View from within Roaring Plains Wilderness, West Virginia, USA
View from within Roaring Plains Wilderness, West Virginia, USA — Photo: Dogwood123 | CC BY-SA 3.0

Roaring Plains West Wilderness

wildernessnational-forestappalachianwest-virginiahigh-elevation
4 min read

Fifteen feet of snow falls here in an average year. The high ground above 4,000 feet sits under blizzard conditions from November well into April, and snow can linger from early October to early May. This is the Roaring Plains West Wilderness, a 6,820-acre stretch of the Allegheny Mountains where eastern West Virginia rises into something more like Labrador than Appalachia.

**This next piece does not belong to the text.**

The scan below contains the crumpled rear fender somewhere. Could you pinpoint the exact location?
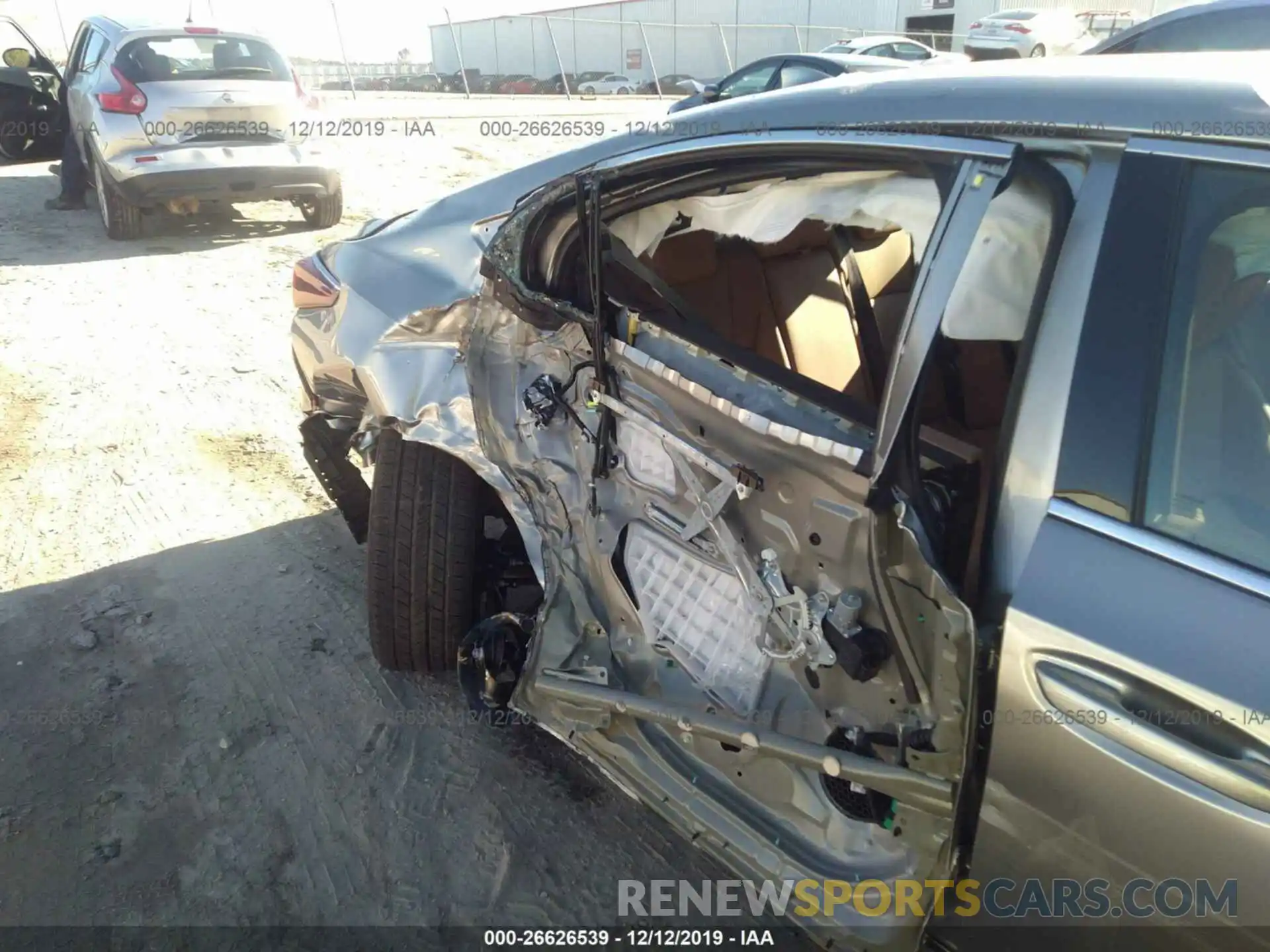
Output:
[292,288,544,582]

The Highest Flat Place in the East

About 5.5 square miles of the wilderness sits at or above the 4,500-foot contour, making this the largest and highest flat-topped plateau in eastern North America. Together with neighboring Flatrock Plains, these uplands form the highest plateau in the eastern United States. The terrain reads like a contradiction. Vast rocky openings stretch toward the horizon, studded with stunted trees and ringed by cliffs and outcrops that drop away into ridge country. Mount Porte Crayon, the sixth highest point in West Virginia, rises within the boundary. Elevations across the wilderness range from 2,360 feet at the lower edges to 4,770 feet at the crest, and the Allegheny Front - the name the Eastern Continental Divide takes here - runs straight through it, parting waters east from west.

Bogs at the Roof of the State

Seven known high-elevation wetlands sit on top of these plateaux. They are sphagnum bogs, the highest in West Virginia, and they do something remarkable for a piece of land so close to the sky: they regulate stream flow at the headwaters on both sides of the Continental Divide. Water that begins here will eventually reach the Atlantic or the Gulf, depending on which side of the Front it finds. The bogs themselves shelter species more familiar to northern Canada than the mid-Atlantic. Snowshoe hare and southern bog lemming move through the sphagnum. Bobcat and fisher hunt the edges. The federally threatened Cheat Mountain salamander, a creature found only in a handful of high West Virginia ridges, lives under the cool red spruce canopy that the wilderness was set aside to protect.

Rhododendron and Red Spruce

The dominant cover across Roaring Plains West is mesic forest - red spruce overhead, mixed hardwoods filling the gaps, open brush where the rock comes through. The understory is the obstacle. Mountain laurel and great rhododendron form thickets so dense they are described in the local literature as virtually impenetrable. For most of the year they are simply a wall of leathery leaves. In late June the mountain laurel explodes with pink and white blossoms, briefly turning the impassable into the spectacular. Trails loop through the wilderness and connect outward to Red Creek Plains, the famous Dolly Sods Wilderness to the north, and onward toward Canaan Valley. The result is one of the largest connected blocks of high-elevation backcountry in the eastern United States.

How It Was Saved

Roaring Plains West did not become wilderness easily. Advocates pushed for a much larger 15,138-acre area, and what eventually passed Congress was a smaller 6,820-acre core. The Wild Monongahela Act, signed into law on March 30, 2009, drew the boundary. Two adjacent zones, Roaring Plains North and Roaring Plains East, were left outside the wilderness designation - reminders that the line on the map is a political compromise as much as an ecological one. The botanist Earl Lemley Core published the first scientific account of the plateau's plants in 1939, in a paper titled simply The Flora of Roaring Plains, West Virginia. Seventy years later the Wilderness Act of 1964 finally caught up with the place he described.

From the Air

Centered near 38.94 degrees north, 79.43 degrees west, in the Allegheny Highlands of eastern West Virginia. From 7,000 to 9,000 feet AGL the high plateau and surrounding cliffs read clearly against the rest of the ridge country, with Dolly Sods to the north as a visual reference. Nearest airports are Elkins-Randolph County Regional (KEKN) to the west and Grant County (W99) to the northeast. Expect strong orographic turbulence in winter and frequent IFR conditions on the plateau itself.